アルマ望遠鏡による観測によって,100万歳の若い星であるMWC 480を取り巻く原始惑星系円盤に,複雑な炭素系分子であるアセトニトリル(CH3CN)が大量に含まれていることが明らかになった(ニュースリリース)。
これは,アセトニトリルと,より単純な「いとこ」にあたるシアン化水素(HCN)の両方が,新しく生まれた星を取り巻く円盤の外縁部の冷たい領域で発見されたことになる。ここは,太陽系におけるエッジワース・カイパーベルト(海王星軌道以遠にある,氷の微惑星や彗星が存在する領域)に類似していると研究者たちが考えている領域。

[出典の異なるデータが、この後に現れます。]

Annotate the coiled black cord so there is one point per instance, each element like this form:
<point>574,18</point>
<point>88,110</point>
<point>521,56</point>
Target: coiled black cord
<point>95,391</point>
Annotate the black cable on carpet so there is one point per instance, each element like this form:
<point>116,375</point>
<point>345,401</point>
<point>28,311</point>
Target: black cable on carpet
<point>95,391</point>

彗星は,太陽系の初期の化学的な組成を,惑星形成の時代からそのままに保持している。太陽系の外縁部から来た彗星や小惑星は,生命の誕生に必要な水や有機分子を若い地球にもたらした,と考えられている。
MWC 480は太陽の約2倍の質量を持ち,約455光年離れたおうし座の星形成領域に位置している。その周囲の円盤は,塵やガスからなる冷たい暗黒星雲から形成されたばかりの,きわめて若い段階にある。アルマ望遠鏡や他の望遠鏡を用いた観測では,まだその円盤の中に惑星形成の兆候を検出するには至っていない。しかし,同じような進化段階にあるおうし座HL星の円盤に惑星形成の兆候が見られたことから,より高解像度の観測を行なえば同じような構造が発見される可能性がある。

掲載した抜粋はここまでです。